Another aircraft was currently in Zagreb-controlled airspace: a Lufthansa Boeing 737-100 at flight level two-nine-zero, flying from Belgrade to Frankfurt.

The paths of the first two were about to cross. As the Trident followed its flight plan at 33,000 feet, the Inex Adria DC-9 climbed through 33,000 to its assigned altitude of 35,000 feet in accordance with her clearance. But the two flashes on the radar screen at the Zagreb Air Route Traffic Control Center began to merge.

Wasting no time in alerting the crew of the Inex Adria to the possible collision, the controller issued evasive instructions, but in his native Serbo-Croatian. The British Airways crew, needless to say, did not understand them and the transmission did not help them. Approaching each other at a combined speed of 1,000 mph, the two planes, which together weighed some 250,000 pounds, collided and were reduced to disintegrating dust of metal.

The DC-9 crashed into the underside of the Trident, breaking one of its wings, and it proceeded to spiral towards earth. Meanwhile, the Trident’s starboard wing had all but disintegrated, leaving what was left of the aircraft without lift or lateral control and causing its own vertical dive. it was 11:16

When both collided within seven miles of each other, the sky rumbled from the explosive impact, claiming the lives of all but one of the 176 aboard both planes and marking the worst midair collision in commercial aviation to that time. A girl, clinging to life, miraculously survived the 33,000-foot fall, but succumbed to her injuries an hour later.

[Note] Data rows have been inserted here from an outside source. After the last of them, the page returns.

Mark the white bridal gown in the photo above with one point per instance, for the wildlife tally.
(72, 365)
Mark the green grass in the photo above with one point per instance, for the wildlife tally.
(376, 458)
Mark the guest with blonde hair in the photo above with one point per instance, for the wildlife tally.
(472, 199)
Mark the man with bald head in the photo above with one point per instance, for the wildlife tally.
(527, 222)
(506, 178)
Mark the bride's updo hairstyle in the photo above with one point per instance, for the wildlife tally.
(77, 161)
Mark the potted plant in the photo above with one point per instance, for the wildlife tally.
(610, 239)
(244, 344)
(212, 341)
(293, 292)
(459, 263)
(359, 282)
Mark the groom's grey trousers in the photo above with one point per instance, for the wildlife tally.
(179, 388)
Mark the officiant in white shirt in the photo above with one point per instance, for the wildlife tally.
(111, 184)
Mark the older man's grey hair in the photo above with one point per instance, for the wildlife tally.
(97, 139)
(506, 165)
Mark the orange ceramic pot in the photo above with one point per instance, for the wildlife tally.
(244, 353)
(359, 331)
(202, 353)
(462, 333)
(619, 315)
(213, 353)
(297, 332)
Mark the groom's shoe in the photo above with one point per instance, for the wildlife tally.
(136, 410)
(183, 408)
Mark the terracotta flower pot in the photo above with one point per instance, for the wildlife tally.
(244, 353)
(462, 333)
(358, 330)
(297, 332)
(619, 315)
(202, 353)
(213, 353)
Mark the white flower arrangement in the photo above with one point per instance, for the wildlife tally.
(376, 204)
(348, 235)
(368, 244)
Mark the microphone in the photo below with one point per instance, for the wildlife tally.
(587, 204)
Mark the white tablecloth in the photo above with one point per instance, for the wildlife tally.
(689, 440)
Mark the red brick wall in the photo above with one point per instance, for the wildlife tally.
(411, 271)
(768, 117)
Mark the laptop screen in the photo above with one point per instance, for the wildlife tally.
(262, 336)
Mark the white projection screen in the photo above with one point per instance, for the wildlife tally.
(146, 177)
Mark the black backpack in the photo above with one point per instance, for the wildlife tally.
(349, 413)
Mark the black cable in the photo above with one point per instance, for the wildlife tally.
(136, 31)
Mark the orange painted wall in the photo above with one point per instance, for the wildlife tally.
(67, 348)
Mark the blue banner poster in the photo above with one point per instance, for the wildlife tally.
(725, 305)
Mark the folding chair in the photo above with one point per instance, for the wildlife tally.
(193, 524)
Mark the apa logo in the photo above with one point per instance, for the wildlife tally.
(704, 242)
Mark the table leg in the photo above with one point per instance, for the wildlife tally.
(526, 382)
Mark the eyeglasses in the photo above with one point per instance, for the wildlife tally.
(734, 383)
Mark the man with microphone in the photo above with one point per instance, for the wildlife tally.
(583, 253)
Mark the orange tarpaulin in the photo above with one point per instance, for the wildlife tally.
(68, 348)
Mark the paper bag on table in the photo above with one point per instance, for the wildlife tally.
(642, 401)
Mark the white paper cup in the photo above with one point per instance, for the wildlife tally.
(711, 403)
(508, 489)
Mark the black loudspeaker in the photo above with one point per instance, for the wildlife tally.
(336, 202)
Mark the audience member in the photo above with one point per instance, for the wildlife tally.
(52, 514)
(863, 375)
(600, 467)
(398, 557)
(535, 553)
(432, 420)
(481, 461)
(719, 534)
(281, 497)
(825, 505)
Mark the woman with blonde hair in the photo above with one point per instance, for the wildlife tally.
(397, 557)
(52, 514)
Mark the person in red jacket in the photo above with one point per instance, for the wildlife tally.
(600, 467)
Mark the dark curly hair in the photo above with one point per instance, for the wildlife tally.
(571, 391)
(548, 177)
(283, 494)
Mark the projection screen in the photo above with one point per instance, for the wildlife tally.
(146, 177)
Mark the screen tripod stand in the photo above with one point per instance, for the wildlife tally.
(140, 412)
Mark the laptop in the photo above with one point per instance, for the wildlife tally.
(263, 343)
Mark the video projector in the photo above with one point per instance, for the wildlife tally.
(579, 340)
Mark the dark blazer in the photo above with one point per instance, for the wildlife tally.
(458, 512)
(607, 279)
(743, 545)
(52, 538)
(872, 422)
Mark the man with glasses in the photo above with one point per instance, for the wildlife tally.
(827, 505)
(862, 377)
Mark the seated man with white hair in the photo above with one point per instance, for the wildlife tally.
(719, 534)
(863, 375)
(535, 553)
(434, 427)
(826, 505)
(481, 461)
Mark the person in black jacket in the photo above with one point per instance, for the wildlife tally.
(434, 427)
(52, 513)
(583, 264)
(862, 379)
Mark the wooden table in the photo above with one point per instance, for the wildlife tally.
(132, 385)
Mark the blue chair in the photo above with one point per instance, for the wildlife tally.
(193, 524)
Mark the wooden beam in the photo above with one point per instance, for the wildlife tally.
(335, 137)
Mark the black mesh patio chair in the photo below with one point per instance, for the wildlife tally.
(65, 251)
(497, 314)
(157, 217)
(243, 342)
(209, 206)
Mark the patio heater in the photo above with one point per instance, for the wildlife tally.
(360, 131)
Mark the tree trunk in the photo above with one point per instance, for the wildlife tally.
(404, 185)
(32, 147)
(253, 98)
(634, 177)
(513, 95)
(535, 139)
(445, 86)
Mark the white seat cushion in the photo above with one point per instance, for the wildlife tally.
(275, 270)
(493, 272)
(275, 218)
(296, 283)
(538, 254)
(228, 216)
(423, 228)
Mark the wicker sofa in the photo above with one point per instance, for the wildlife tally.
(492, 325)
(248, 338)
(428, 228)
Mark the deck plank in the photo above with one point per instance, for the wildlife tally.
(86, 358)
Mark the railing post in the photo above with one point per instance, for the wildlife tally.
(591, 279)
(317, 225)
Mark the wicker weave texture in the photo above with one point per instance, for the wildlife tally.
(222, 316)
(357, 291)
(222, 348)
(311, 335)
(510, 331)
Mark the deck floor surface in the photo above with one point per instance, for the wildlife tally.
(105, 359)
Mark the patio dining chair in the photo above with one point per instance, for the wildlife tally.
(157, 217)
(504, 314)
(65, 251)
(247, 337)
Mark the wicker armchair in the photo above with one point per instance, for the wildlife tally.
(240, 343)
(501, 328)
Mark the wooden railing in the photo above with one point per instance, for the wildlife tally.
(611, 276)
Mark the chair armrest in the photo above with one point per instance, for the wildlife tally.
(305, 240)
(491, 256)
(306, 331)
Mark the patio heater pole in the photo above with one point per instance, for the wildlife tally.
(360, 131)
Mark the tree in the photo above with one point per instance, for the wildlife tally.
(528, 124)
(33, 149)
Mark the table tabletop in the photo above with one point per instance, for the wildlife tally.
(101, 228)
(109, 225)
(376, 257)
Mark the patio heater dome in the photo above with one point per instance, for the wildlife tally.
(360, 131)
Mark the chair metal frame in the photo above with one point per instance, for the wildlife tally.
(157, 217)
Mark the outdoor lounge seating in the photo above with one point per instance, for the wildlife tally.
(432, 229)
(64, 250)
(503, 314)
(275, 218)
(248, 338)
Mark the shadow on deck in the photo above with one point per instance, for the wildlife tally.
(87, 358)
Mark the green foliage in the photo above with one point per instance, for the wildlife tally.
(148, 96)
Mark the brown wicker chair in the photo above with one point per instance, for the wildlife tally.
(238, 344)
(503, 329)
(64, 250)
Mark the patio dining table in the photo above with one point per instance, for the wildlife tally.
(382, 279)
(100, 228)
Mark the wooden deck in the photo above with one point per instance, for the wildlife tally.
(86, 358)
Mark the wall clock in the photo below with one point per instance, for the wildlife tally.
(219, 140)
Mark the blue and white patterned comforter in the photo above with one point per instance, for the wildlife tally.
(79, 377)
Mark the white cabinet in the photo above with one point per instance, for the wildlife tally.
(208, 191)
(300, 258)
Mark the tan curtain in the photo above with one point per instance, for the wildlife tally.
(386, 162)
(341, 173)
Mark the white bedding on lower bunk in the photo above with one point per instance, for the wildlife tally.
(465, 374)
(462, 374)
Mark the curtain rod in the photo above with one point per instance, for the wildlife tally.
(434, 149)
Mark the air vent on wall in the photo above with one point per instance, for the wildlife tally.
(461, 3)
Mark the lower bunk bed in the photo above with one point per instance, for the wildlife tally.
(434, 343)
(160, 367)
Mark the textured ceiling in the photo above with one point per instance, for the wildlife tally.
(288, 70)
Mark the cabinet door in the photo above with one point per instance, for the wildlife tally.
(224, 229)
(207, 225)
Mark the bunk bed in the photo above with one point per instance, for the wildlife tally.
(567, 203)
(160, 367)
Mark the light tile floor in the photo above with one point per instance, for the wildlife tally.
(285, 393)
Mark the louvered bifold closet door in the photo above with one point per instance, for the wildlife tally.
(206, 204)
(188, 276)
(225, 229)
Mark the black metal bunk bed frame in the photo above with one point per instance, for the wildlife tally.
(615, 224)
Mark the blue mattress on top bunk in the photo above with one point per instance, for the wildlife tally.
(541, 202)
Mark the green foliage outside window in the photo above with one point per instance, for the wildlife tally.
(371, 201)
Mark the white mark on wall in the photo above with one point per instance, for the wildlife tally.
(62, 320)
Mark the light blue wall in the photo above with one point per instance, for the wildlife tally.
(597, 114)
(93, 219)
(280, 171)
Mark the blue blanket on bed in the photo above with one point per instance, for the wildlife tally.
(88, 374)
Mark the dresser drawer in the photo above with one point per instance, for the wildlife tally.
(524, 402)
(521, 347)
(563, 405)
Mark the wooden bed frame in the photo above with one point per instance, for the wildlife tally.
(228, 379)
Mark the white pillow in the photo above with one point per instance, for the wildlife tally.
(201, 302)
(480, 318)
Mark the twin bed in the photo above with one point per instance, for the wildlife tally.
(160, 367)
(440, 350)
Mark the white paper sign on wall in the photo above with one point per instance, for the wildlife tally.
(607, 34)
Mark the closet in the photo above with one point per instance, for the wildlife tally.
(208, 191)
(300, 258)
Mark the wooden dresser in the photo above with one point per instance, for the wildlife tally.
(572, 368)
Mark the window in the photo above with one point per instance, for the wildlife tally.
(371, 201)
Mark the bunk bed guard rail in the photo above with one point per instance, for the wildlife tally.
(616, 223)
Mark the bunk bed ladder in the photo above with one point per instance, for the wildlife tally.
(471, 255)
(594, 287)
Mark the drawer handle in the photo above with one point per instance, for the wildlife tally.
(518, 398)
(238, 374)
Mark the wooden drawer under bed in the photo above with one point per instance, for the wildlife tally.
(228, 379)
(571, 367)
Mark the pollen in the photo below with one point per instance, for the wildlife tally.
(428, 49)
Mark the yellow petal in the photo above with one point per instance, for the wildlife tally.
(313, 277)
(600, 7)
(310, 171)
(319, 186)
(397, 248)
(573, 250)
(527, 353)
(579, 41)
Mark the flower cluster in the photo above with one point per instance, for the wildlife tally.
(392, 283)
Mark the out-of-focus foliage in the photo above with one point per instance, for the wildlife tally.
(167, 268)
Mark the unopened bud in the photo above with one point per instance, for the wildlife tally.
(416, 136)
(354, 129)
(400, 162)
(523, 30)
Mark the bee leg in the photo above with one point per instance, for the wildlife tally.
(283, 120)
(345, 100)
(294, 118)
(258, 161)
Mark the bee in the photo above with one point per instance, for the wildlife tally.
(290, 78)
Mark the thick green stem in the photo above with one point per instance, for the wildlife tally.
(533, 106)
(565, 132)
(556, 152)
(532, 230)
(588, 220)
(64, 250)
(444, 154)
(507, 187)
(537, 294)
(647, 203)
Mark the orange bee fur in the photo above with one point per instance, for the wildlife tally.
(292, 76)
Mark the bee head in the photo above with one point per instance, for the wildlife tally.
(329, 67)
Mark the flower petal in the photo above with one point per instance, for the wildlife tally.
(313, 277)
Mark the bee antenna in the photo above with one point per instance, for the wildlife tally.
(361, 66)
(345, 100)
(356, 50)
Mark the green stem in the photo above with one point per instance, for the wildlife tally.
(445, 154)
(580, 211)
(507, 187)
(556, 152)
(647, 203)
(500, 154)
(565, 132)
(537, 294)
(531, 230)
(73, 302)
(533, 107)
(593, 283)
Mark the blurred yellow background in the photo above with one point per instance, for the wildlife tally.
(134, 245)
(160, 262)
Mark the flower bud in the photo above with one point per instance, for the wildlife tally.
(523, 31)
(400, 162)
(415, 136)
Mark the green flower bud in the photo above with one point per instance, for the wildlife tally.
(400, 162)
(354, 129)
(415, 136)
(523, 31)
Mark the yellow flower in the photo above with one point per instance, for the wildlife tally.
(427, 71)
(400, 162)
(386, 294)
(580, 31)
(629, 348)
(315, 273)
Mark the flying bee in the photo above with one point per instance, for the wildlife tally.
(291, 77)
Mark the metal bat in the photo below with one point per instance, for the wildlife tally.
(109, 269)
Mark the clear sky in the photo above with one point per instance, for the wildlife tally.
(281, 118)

Cockpit voice recordings indicated that the British Airways crew might have taken evasive action if they had understood the Zagreb controller’s request. Eight air traffic controllers were subsequently charged with “failing to ensure the use of English in conversations with pilots…failing to ensure subordinates adhered to standard norms…(and) negligence in the performance of their duties.” professionals”.

One of them, 28-year-old Gradimir Tasic, was initially sentenced to seven years in prison for criminal negligence, marking the first time in commercial aviation history that an air traffic controller has been cited as the personal cause of a plane crash.